The Bunker begins with an opening shot of the detonation of a nuclear bomb, and the plot quickly establishes that the main character Jon (The Hobbit’s Adam Brown) is potentially the last remaining survivor; living in a government bunker after a nuclear attack on the British Isles. Over the years, all the occupants of the bunker have passed away, leaving only Jon and his elderly mother Margaret (Penny Dreadful’s Sarah Greene).
Following Margaret’s death, Jon spends his time abiding by a rigid daily routine – checking the bunker’s maintenance systems, monitoring radio waves in the hope of locating other survivors in bunkers throughout the country, and reading books to his dead mother’s corpse (which is kinda creepy).
The game’s plot is progressed via flashbacks to Jon’s childhood (who was born in the bunker), and reveals that the bunker’s Commissioner (Game Of Throne’s Grahame Fox) had issues with potential food shortages and the integrity of the bunker itself. Back in the present, the bunker’s maintenance system soon breaks down – forcing Jon out of his comfort zone as he’s the only one left to repair the system, or die of radiation poisoning. Jon makes his way further and further into the depths of the bunker, confronting his supressed memories that lead to further horrors within.
The full extent of the bunker’s atrocious secrets are not revealed until the games closing act – with previously seen flashbacks connecting the dots and hammering home the truth regarding the bunker’s other occupants, as well as Jon’s own situation. Jon then has to make an ultimate decision on whether to leave the safety and familiarity of the bunker, testing his own loyalties and confidence to their extremes.

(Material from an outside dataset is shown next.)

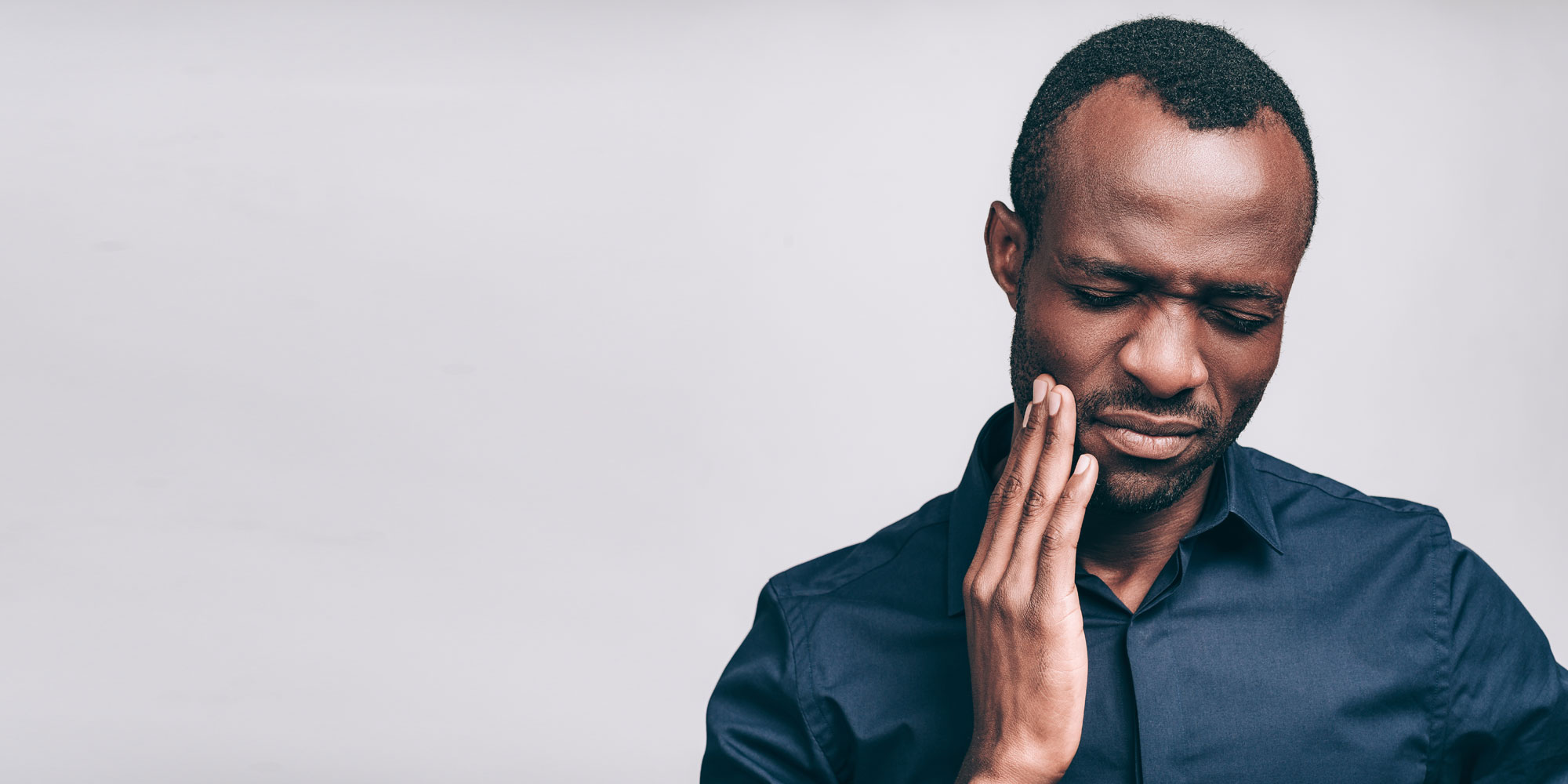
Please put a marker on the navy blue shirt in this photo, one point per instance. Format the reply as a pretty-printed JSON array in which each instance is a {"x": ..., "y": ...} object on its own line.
[{"x": 1301, "y": 633}]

As mentioned during the article’s introduction, The Bunker is a fully live-action game with no CGI effects. It’s hard to comment on graphics, as the game plays like a movie. There’s no slow down or freezing during any of the scenes. When you’re able to interact with objects Jon will go into a loop, swaying gently from side to side until you click on an interactable object. An ever-present on-screen cursor can be moved around the screen, with circular symbols popping up when an object can be interacted with. There are QTEs of sorts, which come in two forms: button bashing or moving the cursor to a defined area before a timer expires. If one of the latter are missed, it can lead to having to restart from a previous point – the cursor moves at a snail’s pace, so it isn’t hard to miss an event here and there.

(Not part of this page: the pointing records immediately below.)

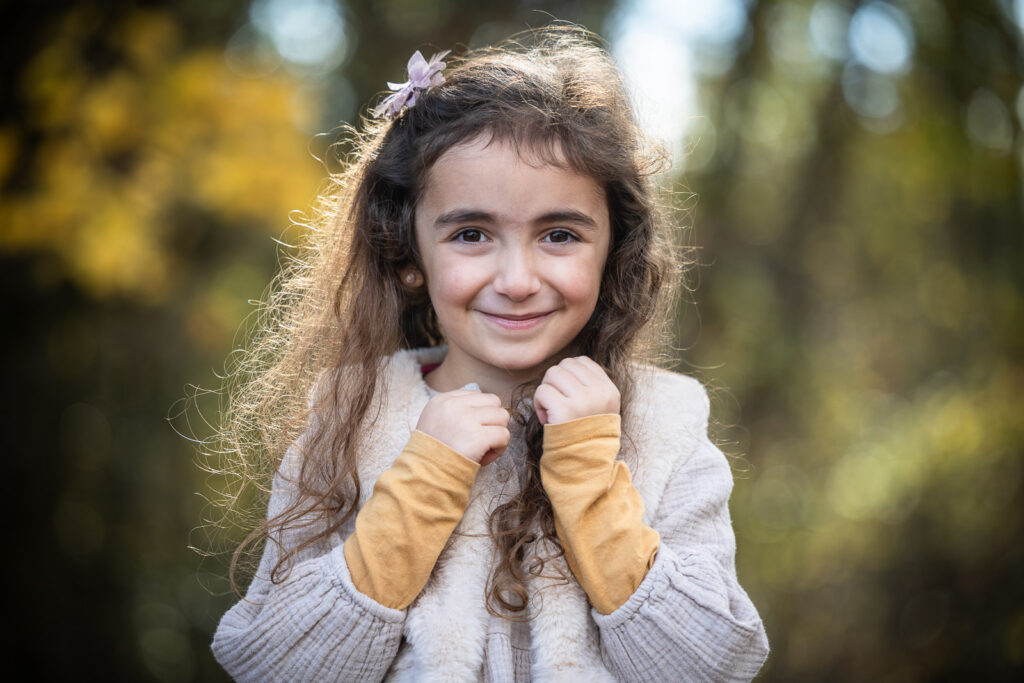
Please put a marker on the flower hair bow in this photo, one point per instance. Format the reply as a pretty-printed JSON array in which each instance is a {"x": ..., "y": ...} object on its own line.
[{"x": 422, "y": 75}]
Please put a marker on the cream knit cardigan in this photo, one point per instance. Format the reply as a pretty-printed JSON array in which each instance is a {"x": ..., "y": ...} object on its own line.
[{"x": 688, "y": 621}]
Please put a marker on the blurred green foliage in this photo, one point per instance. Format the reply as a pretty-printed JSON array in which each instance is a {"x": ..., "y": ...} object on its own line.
[{"x": 860, "y": 310}]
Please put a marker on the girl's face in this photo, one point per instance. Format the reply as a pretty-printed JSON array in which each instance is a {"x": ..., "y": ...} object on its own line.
[{"x": 513, "y": 252}]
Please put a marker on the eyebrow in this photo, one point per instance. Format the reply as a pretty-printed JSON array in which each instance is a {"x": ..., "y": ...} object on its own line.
[{"x": 475, "y": 215}]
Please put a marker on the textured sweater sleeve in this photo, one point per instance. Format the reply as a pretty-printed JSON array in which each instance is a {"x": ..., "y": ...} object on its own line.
[
  {"x": 689, "y": 619},
  {"x": 598, "y": 512},
  {"x": 312, "y": 626}
]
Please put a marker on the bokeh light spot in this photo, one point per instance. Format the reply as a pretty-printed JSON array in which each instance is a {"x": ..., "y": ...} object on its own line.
[{"x": 882, "y": 38}]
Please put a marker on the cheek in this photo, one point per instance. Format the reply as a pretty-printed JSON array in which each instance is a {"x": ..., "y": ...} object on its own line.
[
  {"x": 453, "y": 284},
  {"x": 581, "y": 284}
]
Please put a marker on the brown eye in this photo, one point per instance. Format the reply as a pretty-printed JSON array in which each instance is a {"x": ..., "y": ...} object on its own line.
[
  {"x": 560, "y": 237},
  {"x": 470, "y": 235}
]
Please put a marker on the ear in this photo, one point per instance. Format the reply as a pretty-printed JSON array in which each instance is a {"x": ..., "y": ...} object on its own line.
[{"x": 411, "y": 276}]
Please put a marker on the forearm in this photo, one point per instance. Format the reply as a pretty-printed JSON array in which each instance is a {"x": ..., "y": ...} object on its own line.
[
  {"x": 598, "y": 512},
  {"x": 401, "y": 529}
]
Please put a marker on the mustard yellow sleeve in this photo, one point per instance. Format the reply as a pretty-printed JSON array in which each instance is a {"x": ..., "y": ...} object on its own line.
[
  {"x": 401, "y": 529},
  {"x": 598, "y": 511}
]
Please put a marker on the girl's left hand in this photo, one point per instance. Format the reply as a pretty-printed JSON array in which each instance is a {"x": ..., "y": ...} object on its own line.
[{"x": 574, "y": 388}]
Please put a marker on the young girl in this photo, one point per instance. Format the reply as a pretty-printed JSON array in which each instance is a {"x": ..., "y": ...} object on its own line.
[{"x": 485, "y": 483}]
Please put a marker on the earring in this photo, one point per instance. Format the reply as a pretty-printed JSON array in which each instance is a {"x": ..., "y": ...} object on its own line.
[{"x": 413, "y": 278}]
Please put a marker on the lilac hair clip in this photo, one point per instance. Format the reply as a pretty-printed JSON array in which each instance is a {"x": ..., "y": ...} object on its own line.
[{"x": 422, "y": 75}]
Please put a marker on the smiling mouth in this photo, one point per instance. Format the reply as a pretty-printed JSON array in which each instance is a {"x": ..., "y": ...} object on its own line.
[{"x": 516, "y": 322}]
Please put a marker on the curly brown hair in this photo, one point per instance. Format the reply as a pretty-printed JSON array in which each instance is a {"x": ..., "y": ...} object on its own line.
[{"x": 338, "y": 309}]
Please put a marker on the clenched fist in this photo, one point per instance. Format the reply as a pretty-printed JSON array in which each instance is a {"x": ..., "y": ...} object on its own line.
[
  {"x": 470, "y": 422},
  {"x": 574, "y": 388}
]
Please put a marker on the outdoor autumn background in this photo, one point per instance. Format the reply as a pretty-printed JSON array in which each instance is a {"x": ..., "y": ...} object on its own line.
[{"x": 858, "y": 168}]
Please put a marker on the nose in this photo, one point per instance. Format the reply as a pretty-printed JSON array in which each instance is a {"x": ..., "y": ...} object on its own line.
[{"x": 516, "y": 275}]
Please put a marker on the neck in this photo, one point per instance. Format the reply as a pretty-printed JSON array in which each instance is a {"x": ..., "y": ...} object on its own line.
[{"x": 452, "y": 375}]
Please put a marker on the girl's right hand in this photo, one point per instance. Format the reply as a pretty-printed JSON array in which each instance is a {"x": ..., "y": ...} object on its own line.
[{"x": 470, "y": 422}]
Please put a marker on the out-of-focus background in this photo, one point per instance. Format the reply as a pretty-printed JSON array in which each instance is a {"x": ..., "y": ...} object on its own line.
[{"x": 858, "y": 168}]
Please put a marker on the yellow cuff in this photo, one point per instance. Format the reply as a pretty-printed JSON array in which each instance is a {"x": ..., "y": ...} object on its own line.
[
  {"x": 598, "y": 511},
  {"x": 401, "y": 529}
]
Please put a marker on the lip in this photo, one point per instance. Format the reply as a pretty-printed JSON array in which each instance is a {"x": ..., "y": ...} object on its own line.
[{"x": 509, "y": 322}]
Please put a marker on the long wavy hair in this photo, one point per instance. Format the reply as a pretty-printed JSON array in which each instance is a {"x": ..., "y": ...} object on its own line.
[{"x": 338, "y": 309}]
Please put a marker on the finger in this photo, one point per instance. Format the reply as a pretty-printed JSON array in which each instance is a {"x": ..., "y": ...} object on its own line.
[
  {"x": 547, "y": 398},
  {"x": 563, "y": 380},
  {"x": 497, "y": 437}
]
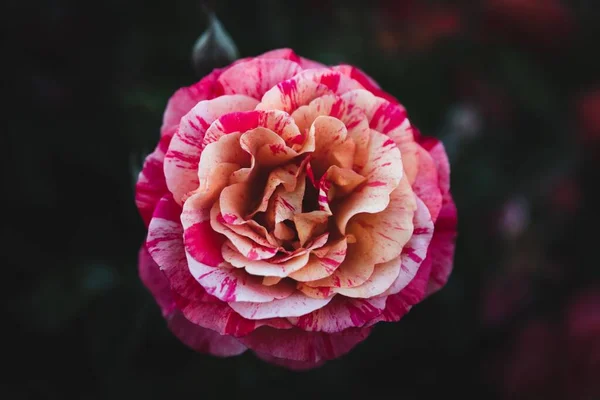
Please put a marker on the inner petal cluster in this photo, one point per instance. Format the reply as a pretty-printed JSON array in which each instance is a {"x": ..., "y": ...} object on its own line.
[{"x": 314, "y": 202}]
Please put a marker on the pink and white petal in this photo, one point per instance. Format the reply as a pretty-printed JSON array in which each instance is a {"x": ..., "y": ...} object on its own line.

The majority of the gameplay comes in the form of exploration and simple puzzle-solving. Exploration is a case of clicking on every interactable object until you can move on to the next scene. Similarly, puzzle solving doesn’t really put your grey matter to the test – most of the puzzles are sequence based, and if you try to do step two before step one, Jon will tell you what needs to be done first, eradicating the need for any deep thinking.

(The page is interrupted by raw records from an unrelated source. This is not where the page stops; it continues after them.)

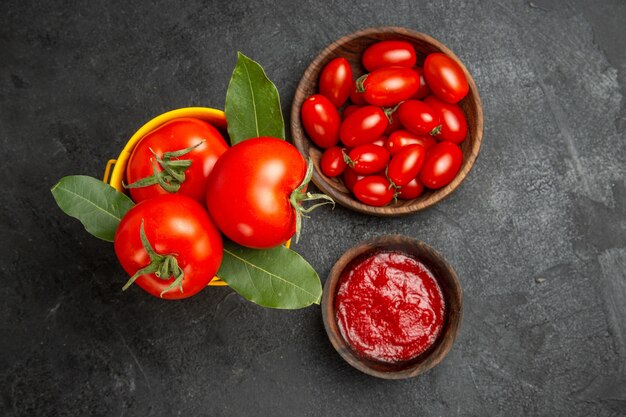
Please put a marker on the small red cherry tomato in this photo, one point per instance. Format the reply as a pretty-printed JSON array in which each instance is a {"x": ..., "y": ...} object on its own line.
[
  {"x": 336, "y": 81},
  {"x": 368, "y": 158},
  {"x": 321, "y": 121},
  {"x": 406, "y": 164},
  {"x": 452, "y": 118},
  {"x": 332, "y": 161},
  {"x": 411, "y": 190},
  {"x": 363, "y": 126},
  {"x": 441, "y": 165},
  {"x": 401, "y": 138},
  {"x": 387, "y": 87},
  {"x": 418, "y": 117},
  {"x": 389, "y": 54},
  {"x": 423, "y": 91},
  {"x": 445, "y": 77},
  {"x": 356, "y": 97},
  {"x": 349, "y": 110},
  {"x": 373, "y": 190}
]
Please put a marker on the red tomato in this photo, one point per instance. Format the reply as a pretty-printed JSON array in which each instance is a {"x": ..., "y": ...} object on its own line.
[
  {"x": 406, "y": 164},
  {"x": 178, "y": 229},
  {"x": 336, "y": 81},
  {"x": 332, "y": 162},
  {"x": 389, "y": 54},
  {"x": 387, "y": 87},
  {"x": 363, "y": 126},
  {"x": 418, "y": 117},
  {"x": 368, "y": 158},
  {"x": 321, "y": 121},
  {"x": 374, "y": 190},
  {"x": 445, "y": 77},
  {"x": 453, "y": 121},
  {"x": 176, "y": 135},
  {"x": 423, "y": 91},
  {"x": 411, "y": 190},
  {"x": 441, "y": 165},
  {"x": 248, "y": 193},
  {"x": 401, "y": 138},
  {"x": 356, "y": 97},
  {"x": 349, "y": 110}
]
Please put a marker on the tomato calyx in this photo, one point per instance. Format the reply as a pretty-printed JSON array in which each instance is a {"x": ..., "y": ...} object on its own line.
[
  {"x": 162, "y": 266},
  {"x": 300, "y": 195},
  {"x": 173, "y": 170}
]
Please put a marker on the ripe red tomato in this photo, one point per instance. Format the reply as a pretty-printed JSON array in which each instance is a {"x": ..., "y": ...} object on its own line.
[
  {"x": 321, "y": 120},
  {"x": 336, "y": 81},
  {"x": 418, "y": 117},
  {"x": 181, "y": 234},
  {"x": 374, "y": 190},
  {"x": 423, "y": 90},
  {"x": 368, "y": 158},
  {"x": 411, "y": 190},
  {"x": 248, "y": 193},
  {"x": 445, "y": 77},
  {"x": 332, "y": 162},
  {"x": 176, "y": 135},
  {"x": 349, "y": 110},
  {"x": 453, "y": 121},
  {"x": 389, "y": 54},
  {"x": 401, "y": 138},
  {"x": 387, "y": 87},
  {"x": 441, "y": 165},
  {"x": 406, "y": 164},
  {"x": 365, "y": 125}
]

The three main cast members handle their roles well. Jon comes across as naïve and full of anxiety, almost as if he were a thirty year old child. Margaret is obviously a loving mother, putting Jon before all else in her life. Meanwhile The Commissioner is dealing with a whole heap of issues that he has zero control over, and struggles to keep his little community from the brink of mutiny. The rest of the cast are pretty much extras, with only one or two having any lines or significant screen time.
The game’s music and sound effects are suitably eerie and dramatic. The levels are a little on the loud side and tend to drown out the dialogue, so I’d recommend keeping the subtitles on (which is the default setting). The musical score intensifies the further Jon delves into the bunker and it’s secrets, helping to heighten the tension.
Not too long ago, I wrote an article on the history of interactive movie games; and The Bunker is a shining example of how FMV games can still be relevant in today’s market. However, only fans of the genre will get any enjoyment out of its four to five hours of gameplay; as The Bunker’s plot leads you from one scene to another, with very little in the way of exploration or deviating from the path. Whilst the plot is compelling, there’s very little to warrant a second playthrough once the final plot twist has been revealed, other than to track down collectables. In short, The Bunker is a fun experience for fans of FMV gaming, if only for an afternoon or evening’s worth of play.